Oil Production 101

Fracking. Cyclic steam injection. Acidization. Extraction. Sweet crude.

Not an expert on all these terms? Here’s a crash course on what you need to do about how Santa Barbara County produces its oil.

 

Cyclic Steam Injection

The 750 oil wells collectively proposed by ERG, AERA, and PetroRock for Cat Canyon in northern Santa Barbara employ an oil extraction technique called cyclic steam injection. The method involves superheating large amounts of fresh water to produce steam that is pumped underground. Santa Barbara Oil is particularly thick and heavy so it doesn’t come to the surface without liquifying it and then pumping it out.  The steam heats up the oil, in a sense melting it so as to reduce its viscosity, allowing for easier extraction. While both resource (water) and energy intensive, the method also increases risk to the oil field workers. Cyclic steam injection is believed to have contributed to the formation of a sinkhole that took the life of a Chevron facilities manager in 2011. Other issues arising from cyclic steam injection involve toxic seepage and well explosions. A series of explosions at the oil fields employing cyclic steam injection in Kern County led to a well being decommissioned by the California Division of Oil, Gas, and Geothermal Resources. All steam injection within 500 feet of the explosive well was also halted.

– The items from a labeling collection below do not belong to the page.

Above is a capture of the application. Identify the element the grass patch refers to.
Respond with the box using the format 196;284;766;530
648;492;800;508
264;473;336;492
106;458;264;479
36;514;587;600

The process is often used to extend the life of older oil wells, accessing more viscous oil that more conventional methods cannot. Reopening old wells that may not have been drilled safely or according to today’s stricter environmental regulations carries with it inherent dangers, including the collapse of underground reservoirs. The proposed cyclic steam injection oil wells in Cat Canyon also pose a direct threat to the Santa Maria Groundwater Basin. This basin is an essential resource supplying potable water to the water scarce northern Santa Barbara County.

Oil Processing

Oil processing begins after the extraction process.  In the Cat Canyon case, the crude oil is still so thick and heavy that it must be mixed with lighter crude trucked in from Bakersfield before it can be transported. The crude oil is transported, via pipeline or trucks in Santa Barbara County, to a treatment plant. One part of processing the crude extracted through cyclic steam injection involves separating the waste water from the oil. The contaminated waste water is either pumped back underground or dumped.In southern Santa Barbara County, there are two consolidation sites for oil and gas. The facilities produce oil, propane, butane, and sulfur products for sale and fuel gas for process needs and power generation. At the treatment plants oil and water are separated, leaving toxic water as a waste product. This mixture is dumped offshore, potentially polluting the Santa Barbara Channel.

The refining process is also ecologically harmful and a threat to public health. By-products from oil refineries contain toxic concentrations of ammonia, sulphides, phenols, and hydrocarbons into our air and water. These toxins can lead to harmful health effects including increased asthma rates, skin irritations, nausea, cancers, and death.  People who live near refineries report higher rates of cancer, asthma, and other respiratory conditions.

Not only do refineries put human and environmental health at risk, they are extremely energy intensive and inefficient. The energy return on investment (EROI) of oil production has rapidly dropped in recent decades, while the EROI for renewables has double and even tripled depending on the technology. Green energy is the future and Santa Barbara County should be reducing its fossil fuel production to live up to its environmentalist credentials.